Blaming Welfare Scams

At its party conference in Saalfelden this September the ÖVP made an acrobatic move to bat away both the accusations of graft in its own ranks, and the growing calls for a wealth tax in one go: “Welfare fraud is an abuse of this country’s culture,” party head Michael Spindelegger barked.

The idea has the seduction of a logical sequence: We don’t have to raise taxes if we cut the state’s losses. Then a syllogism: The state loses money through political corruption and welfare fraud. So one is as bad as the other. Nothing is more dangerous in politics than the appeal to logical inevitability.

The very attempt to compare white collar crime with, at worst, petty theft by marginalised groups is distasteful. But it is also wrong: They are vastly different in nature and scale.

While self-enrichment by well-paid public officials is an obvious disgrace, the notion of welfare “fraud” is often misplaced: It is an enormous presumption to claim that individuals who feel they need a subsistence grant to make ends meet should not be entitled to it because, say, they have a small undeclared income or a little property. Their choice to preserve their property for better times should be honoured, while they receive the support they need to recover from illness or unemployment.

Regarding scale, consider the losses incurred by the state. In June 2011, there were 119,000 beneficiaries of the annual €9,000 subsistence grant in Austria; if 5 per cent of the claims were “fraudulent” (a high estimate), this would cost the state €53.5M per year. This compares to €40M in annual maintenance charges for the emergency service radios that were dubiously contracted from Telekom Austria –  overpriced, according to Wiener Zeitung (Sept. 12) –  not to mention the €1.8 billion incurred by the (allegedly) corrupt and unnecessary purchase of Eurofighter defence planes.

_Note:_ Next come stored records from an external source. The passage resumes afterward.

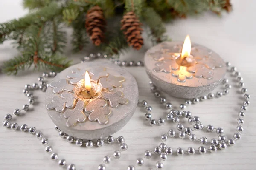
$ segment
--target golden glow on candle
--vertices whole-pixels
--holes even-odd
[[[90,76],[87,71],[85,72],[85,75],[84,76],[84,86],[85,89],[87,91],[90,91],[92,88]]]
[[[181,51],[181,60],[182,60],[184,57],[189,57],[191,52],[191,42],[189,36],[187,35],[184,41],[182,51]]]

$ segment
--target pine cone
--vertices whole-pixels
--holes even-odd
[[[106,25],[106,19],[101,8],[95,6],[88,10],[85,22],[86,31],[95,45],[99,45],[103,41]]]
[[[134,12],[127,13],[121,21],[121,30],[124,30],[124,34],[129,46],[139,50],[144,44],[141,37],[143,29],[140,28],[142,25],[136,17]]]

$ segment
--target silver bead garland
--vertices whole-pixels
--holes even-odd
[[[97,58],[107,58],[106,55],[101,55],[100,54],[96,55],[90,54],[89,57],[84,57],[84,60],[81,62],[84,62],[91,60]],[[110,59],[110,61],[113,63],[120,66],[142,66],[143,63],[140,61],[135,63],[134,62],[131,61],[126,62],[125,61],[121,62],[113,58]],[[242,82],[243,78],[241,76],[241,73],[237,71],[236,67],[233,67],[230,68],[231,64],[230,62],[227,62],[228,71],[230,71],[231,74],[235,77],[235,79],[238,82],[237,87],[238,88],[241,88],[240,91],[243,95],[244,100],[243,101],[243,105],[240,108],[241,111],[238,113],[239,118],[237,120],[238,125],[236,128],[236,132],[233,134],[233,138],[227,139],[226,136],[224,135],[224,130],[221,128],[217,128],[212,125],[209,125],[204,126],[201,122],[200,117],[198,116],[193,116],[190,112],[188,110],[180,110],[174,109],[170,110],[167,114],[166,118],[160,118],[156,121],[152,118],[152,116],[151,113],[152,110],[151,106],[148,105],[148,103],[145,100],[139,102],[138,105],[144,107],[146,112],[145,118],[146,121],[148,121],[149,124],[151,126],[163,125],[166,121],[171,121],[174,123],[176,123],[177,132],[174,130],[171,129],[166,133],[163,134],[160,136],[162,142],[159,146],[157,146],[152,150],[146,150],[144,154],[144,157],[146,159],[149,159],[152,156],[152,153],[154,153],[159,156],[159,161],[157,162],[155,164],[155,167],[158,170],[161,169],[164,167],[164,162],[168,159],[168,156],[176,155],[181,156],[184,154],[188,154],[189,155],[194,155],[195,153],[204,154],[209,152],[211,153],[216,152],[218,149],[220,150],[225,149],[227,147],[233,146],[236,141],[240,140],[241,137],[241,133],[244,131],[244,128],[242,125],[244,123],[243,119],[245,116],[245,112],[247,110],[248,106],[250,105],[250,96],[247,94],[248,90],[244,87],[245,84]],[[44,73],[42,77],[39,77],[38,80],[39,82],[40,85],[38,85],[36,83],[33,83],[32,85],[27,84],[25,86],[25,89],[23,93],[29,98],[29,104],[25,104],[21,109],[15,109],[13,111],[12,115],[7,114],[5,116],[4,120],[3,122],[3,125],[4,128],[10,128],[13,130],[20,129],[23,132],[28,131],[29,133],[35,135],[37,138],[41,139],[41,144],[44,146],[45,150],[46,152],[50,153],[50,158],[54,161],[56,161],[60,166],[63,167],[67,170],[74,170],[76,169],[75,165],[73,164],[67,164],[64,159],[59,160],[59,156],[57,153],[52,153],[53,149],[52,146],[49,145],[48,139],[44,137],[44,134],[42,132],[38,131],[34,127],[29,127],[26,124],[23,124],[20,126],[16,123],[11,124],[11,121],[13,115],[18,116],[21,113],[21,111],[23,110],[25,111],[29,111],[30,105],[33,105],[35,101],[32,91],[40,89],[44,92],[47,88],[48,84],[46,84],[44,81],[44,78],[54,77],[57,74],[55,72],[51,71],[49,74]],[[214,93],[210,93],[207,95],[203,96],[200,98],[192,99],[186,100],[184,103],[182,103],[180,105],[179,108],[181,110],[184,110],[187,106],[191,105],[192,104],[202,102],[207,99],[212,99],[215,97],[222,97],[223,95],[226,95],[229,94],[229,91],[232,88],[231,85],[228,84],[229,80],[224,79],[222,81],[222,84],[224,85],[224,89],[223,91],[218,91],[215,95]],[[154,96],[159,100],[159,102],[166,109],[171,109],[172,107],[170,102],[167,102],[164,96],[162,96],[161,93],[157,91],[157,88],[152,83],[150,82],[151,85],[151,90],[154,93]],[[179,123],[180,119],[186,118],[188,119],[188,122],[192,124],[192,128],[184,127],[184,125]],[[57,127],[55,126],[55,130],[58,132],[60,137],[66,138],[67,141],[69,143],[75,143],[78,147],[85,146],[87,148],[90,148],[93,146],[97,146],[98,147],[103,146],[105,144],[113,144],[116,142],[117,144],[119,144],[119,150],[115,150],[112,156],[104,156],[102,163],[98,167],[99,170],[105,170],[107,169],[106,165],[109,164],[111,162],[112,159],[118,159],[121,156],[122,151],[125,151],[128,148],[127,144],[125,143],[125,139],[122,136],[119,136],[117,138],[114,138],[112,136],[108,136],[106,140],[103,139],[99,139],[96,142],[91,140],[84,141],[83,140],[79,139],[76,139],[73,137],[66,134],[64,132],[61,131]],[[204,129],[205,129],[209,132],[215,132],[217,134],[217,138],[212,138],[208,140],[204,136],[198,137],[193,133]],[[176,135],[177,134],[177,135]],[[165,143],[169,138],[172,138],[175,136],[178,136],[181,139],[183,139],[188,137],[189,139],[193,142],[199,142],[203,146],[199,147],[197,150],[195,150],[193,147],[189,147],[187,149],[183,150],[181,147],[176,149],[173,149],[169,147]],[[206,144],[209,144],[208,147],[205,147]],[[144,160],[143,158],[139,158],[134,162],[134,165],[130,165],[127,167],[128,170],[135,170],[137,166],[142,166],[145,164]]]

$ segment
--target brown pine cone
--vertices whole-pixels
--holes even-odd
[[[106,19],[101,8],[95,6],[88,10],[85,22],[86,31],[95,45],[99,45],[103,41],[106,25]]]
[[[137,50],[140,49],[144,44],[141,34],[143,29],[140,28],[142,24],[137,19],[134,12],[128,12],[123,17],[121,21],[121,30],[124,30],[129,46]]]

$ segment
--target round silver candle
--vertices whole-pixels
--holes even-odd
[[[84,98],[86,71],[95,96]],[[134,78],[108,62],[79,64],[58,74],[45,96],[49,115],[62,131],[75,138],[97,139],[121,129],[133,115],[138,103]]]
[[[192,43],[191,56],[180,67],[178,62],[183,42],[165,42],[147,51],[145,65],[150,79],[157,87],[179,98],[192,98],[212,91],[220,83],[226,71],[224,62],[214,51]]]

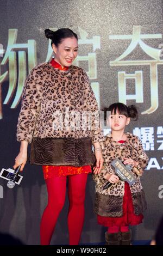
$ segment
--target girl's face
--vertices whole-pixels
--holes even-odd
[[[114,113],[114,111],[113,111]],[[124,115],[121,114],[117,109],[116,114],[111,114],[109,117],[109,123],[111,130],[122,131],[130,123],[130,119]]]
[[[64,39],[58,47],[53,44],[55,60],[62,67],[70,66],[78,55],[78,40],[75,37]]]

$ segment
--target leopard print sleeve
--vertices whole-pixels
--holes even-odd
[[[134,151],[135,151],[135,159],[134,160],[139,162],[139,164],[136,168],[134,168],[134,172],[138,176],[141,176],[147,166],[149,159],[143,149],[141,140],[137,136],[135,136]]]
[[[33,69],[27,76],[22,95],[21,108],[17,125],[17,140],[30,143],[40,106],[36,86],[37,75]]]
[[[95,142],[103,141],[104,137],[100,124],[99,111],[94,93],[86,72],[83,70],[83,72],[85,84],[84,109],[91,113],[92,141],[94,144]]]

But a more permanent leak in the state budget are the billions lost in revenue each year through tax evasion – the classic white collar crime. While there are no recent estimates for Austria, the practice costs Germany €30 billion in tax every year, according to Thomas Eigenthaler of Germany’s Federal Tax Police Union.

These figures would suggest that more effective taxation of the wealthy would net the state more than going after welfare “fraud” by the poor. But Finance Minister Maria Fekter (ÖVP) thinks a wealth tax would endanger civil liberties. She cautions against a dystopia in which the state sniffs through the private fortunes of well-heeled ÖVP voters. Welfare “frauds”, clearly, don’t have the luxury of such privacy: The ÖVP has demanded an evaluation of subsistence grant abuse by next year.